Après avoir fixé un prix de référence de 58,66 $ le baril jusqu’à la fin de
2020, les revenus pétroliers prévus du Ghana devraient pâtir de la chute
actuelle des prix. Les analystes prévoient déjà que le pays n’obtiendra que la
moitié de ses revenus projetés.
L’activité de production de pétrole devrait également connaître des retards
alors que Tullow Oil révise ses objectifs de production et met fin au contrat
de forage avec Maersk Drilling pour le navire de forage Maersk Venturer au
large du Ghana.
«Si les prix devaient rester autour de la barre des 30 $ US, alors le
gouvernement doit s’attendre à n’obtenir que la moitié des revenus qu’il
prévoyait. Nous avons déjà vu Tullow réduire sa production. Donc, mise à part
la chute internationale du prix du pétrole brut que nous devons égaler dans la
vente de notre propre pétrole, notre production baisse également», a déclaré
Paa Kwasi Anamua Sakyi, directrice exécutive de l’Institut pour la sécurité
énergétique.
Cameroun
Selon une analyse des impacts économiques et financiers publiée par le
secrétariat de presse du programme de réformes économiques et financières de la
CEMAC, le Cameroun peut s’attendre à une baisse de croissance de 3% face à la
crise mondiale actuelle.
Les opérations pétrolières devraient également être affectées. Tower Resources
par exemple a déjà déclaré force majeure dans son développement du Bloc Thali
dans l’offshore du pays. La société a également révélé que l’activité sur le
puits offshore NJOM-3 pourrait également être suspendue.

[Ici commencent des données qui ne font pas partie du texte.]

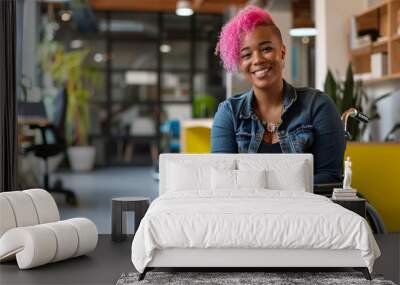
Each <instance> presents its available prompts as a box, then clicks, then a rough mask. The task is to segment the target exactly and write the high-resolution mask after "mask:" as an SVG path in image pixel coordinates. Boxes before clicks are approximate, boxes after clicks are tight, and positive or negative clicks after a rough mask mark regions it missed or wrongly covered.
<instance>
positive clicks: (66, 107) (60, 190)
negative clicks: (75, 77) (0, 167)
mask: <svg viewBox="0 0 400 285" xmlns="http://www.w3.org/2000/svg"><path fill="white" fill-rule="evenodd" d="M32 107H34V108H35V112H36V113H37V114H39V113H41V115H42V116H43V117H44V118H46V117H47V116H46V111H45V108H44V105H43V102H40V103H22V108H21V110H23V111H22V112H27V111H28V110H29V109H30V108H31V109H32ZM66 111H67V93H66V90H65V88H63V89H62V90H61V91H60V93H59V94H58V95H57V98H56V104H55V116H54V120H53V122H52V123H47V124H36V123H29V127H30V128H31V129H38V130H39V131H40V134H41V140H42V141H41V143H40V144H34V145H31V146H29V147H27V148H26V149H25V152H33V154H34V155H35V156H37V157H40V158H42V159H43V160H44V164H45V171H44V177H43V181H44V188H45V189H46V190H47V191H48V192H53V193H60V194H63V195H65V198H66V202H67V203H68V204H70V205H74V206H76V205H77V203H78V200H77V198H76V195H75V193H73V192H72V191H71V190H68V189H65V188H64V187H63V184H62V181H61V180H59V179H58V180H56V181H55V183H54V185H53V186H50V183H49V161H48V159H49V158H50V157H52V156H55V155H58V154H60V153H64V152H65V151H66V149H67V145H66V139H65V131H64V130H65V118H66Z"/></svg>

Bien que le gouvernement n’ait annoncé aucune incitation à poursuivre
l’activité dans le secteur, il a reconnu les produits de base non pétroliers
qui contribueront le plus au déclin économique du pays.

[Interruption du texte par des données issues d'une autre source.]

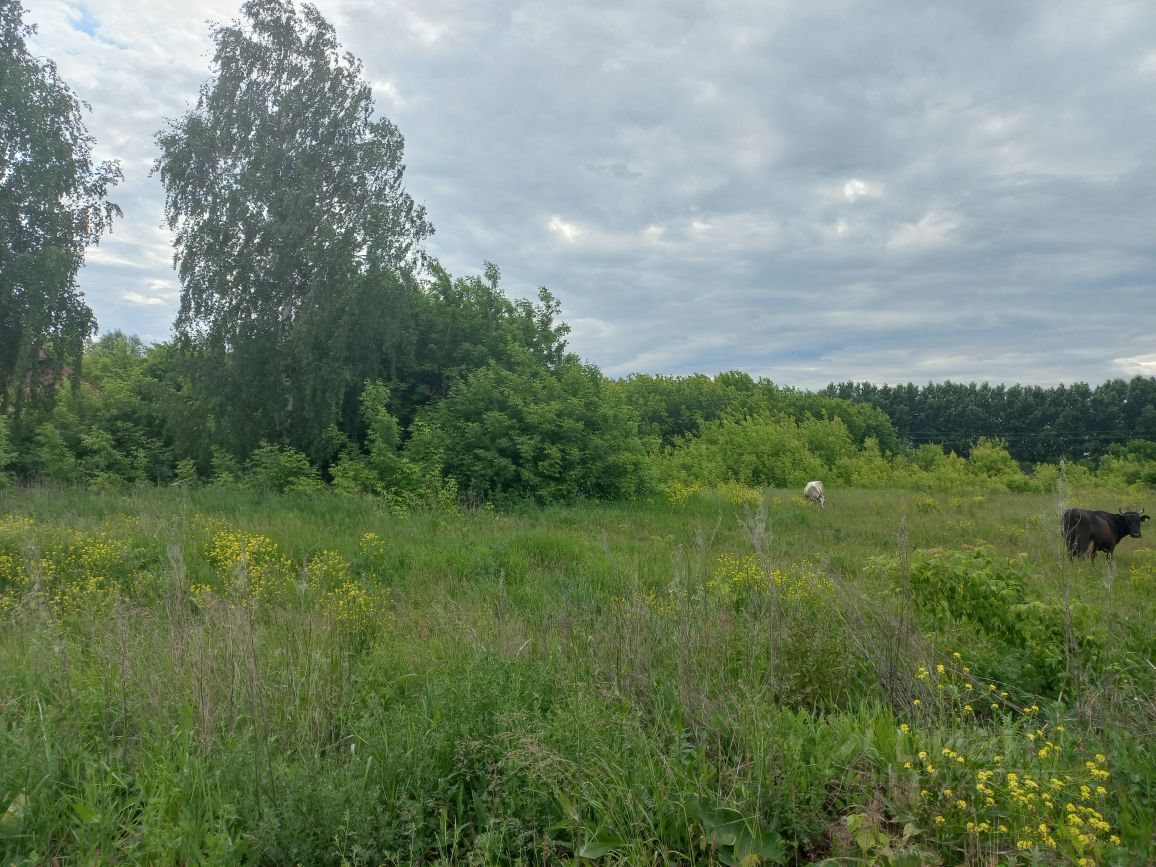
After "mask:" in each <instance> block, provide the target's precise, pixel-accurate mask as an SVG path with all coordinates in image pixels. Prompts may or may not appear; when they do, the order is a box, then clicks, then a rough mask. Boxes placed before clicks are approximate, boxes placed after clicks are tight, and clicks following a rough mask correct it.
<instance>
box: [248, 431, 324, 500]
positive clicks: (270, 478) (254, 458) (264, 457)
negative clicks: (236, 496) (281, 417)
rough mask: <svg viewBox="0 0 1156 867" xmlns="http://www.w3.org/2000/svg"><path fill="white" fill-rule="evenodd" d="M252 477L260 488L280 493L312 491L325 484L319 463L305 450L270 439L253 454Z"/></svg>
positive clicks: (252, 461) (251, 476)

Le moment est extrêmement difficile pour le développement du pétrole en
Afrique. La Chambre africaine de l’énergie encourage les pays africains
producteurs de pétrole à s’adapter aux changements, à mettre en œuvre des
incitations et à planifier pour l’avenir. Cette crise mondiale ne peut être
résolue qu’avec un engagement, un soutien et une collaboration continus.